(The following story by William Johnson appeared on The (Opelousas) Daily World website on July 13.)
OPELOUSAS, La. — The largest gathering of Orphan Train riders and their families in the nation’s history is expected this weekend when the Louisiana Orphan Train Society hosts its annual gathering.
“We are expecting more than 200 people if our count is right,” said Flo Inhern, the society’s historian.
She said the event, which has been held each year since 1990, usually attracts about 80 to 90 but this year is special.
“We are celebrating the 100th anniversary of the arrival of the first Orphan Train riders to Louisiana in 1907,” Inhern said. “We are expecting a lot of family members this year.”
She said three Orphan Trains arrived that year; two in April and another in May. Opelousas Mayor Donald Cravins Sr. has marked the anniversary by declaring this the year of the Orphan Train Rider in Opelousas.
Inhern said she will have a display of Orphan Train memorabilia at the hall and the society will sell limited-edition prints of renowned area muralist Robert Dafford’s wall-sized painting of the arrival of the first train.
The gathering is only one of a number of events planned to mark this centennial year.
In September, the city is expected to open bids to build a permanent Orphan Train Museum in the restored Union Pacific Depot in Le Vieux Village, the city’s tourism center.
Inhern said in October the spirits of some of the riders will be brought to life again during the city’s Voices of the Past St. Landry Cemetery Tours. “There are 12 buried there that we know about,” Inhern said.
In November a newly commissioned play telling the story of the Orphan Train riders will be presented at both the Old City Market in Opelousas and on the campus of the Louisiana State University at Eunice.
The Orphan Train is the popular name for an adoption program that was begun in 1854 by the New York Foundling Hospital. New York was then experiencing a huge wave of immigrants – many the poorest of the poor.

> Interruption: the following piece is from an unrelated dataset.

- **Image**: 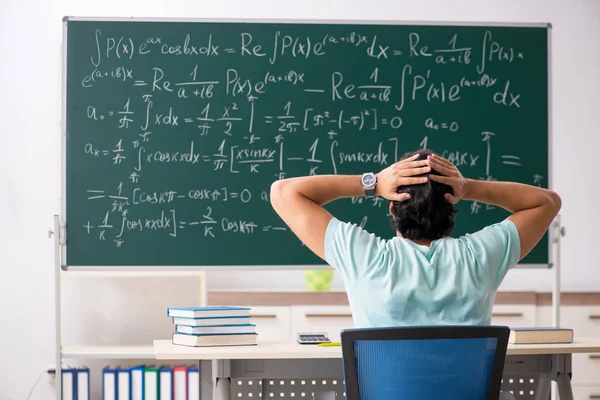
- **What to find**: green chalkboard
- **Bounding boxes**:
[63,18,550,268]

Because of poverty, disease and economic distress, many of their children became orphans and many ended up at the Foundling Hospital.
In an effort to fight overcrowding, the Catholic hospital began the nation’s first foster care program by shipping the orphans out by the train-load to be adopted by rural Catholic families throughout the nation.
This program proved so successful that Catholic orphanages throughout the northeast soon joined in.
Between 1854 and 1929 more than 150,000 orphans, with numbers pinned to their clothes and accompanied by nuns, boarded trains for new homes in rural farming communities.
More than 2,000 of these orphans came to Louisiana, primarily to St. Landry and Evangeline parishes.
In Louisiana, Inhern said the trains would arrive in Hammond and then move on to Lafayette and points west, eventually crossing the Sabine River and continue on into Texas.
“From Lafayette they would come up to Opelousas,” Inhern said.
While about 55 orphans arrived in Opelousas in 1907, most moved on yet again.
The plan was to place them with rural farming families, so, while their new parents would pick them up at the Opelousas depot, they would take their new children home to Mamou, Eunice and other areas.
“Three went to Eunice that we know of,” Inhern said.
The trains continued to arrive every year until 1929. “That is when social services kicked in. There were no more Orphan Trains after that,” Inhern said.
The local Orphan Train Society is made up of decedents of these original riders. In Inhern’s case, the rider was her father in-law.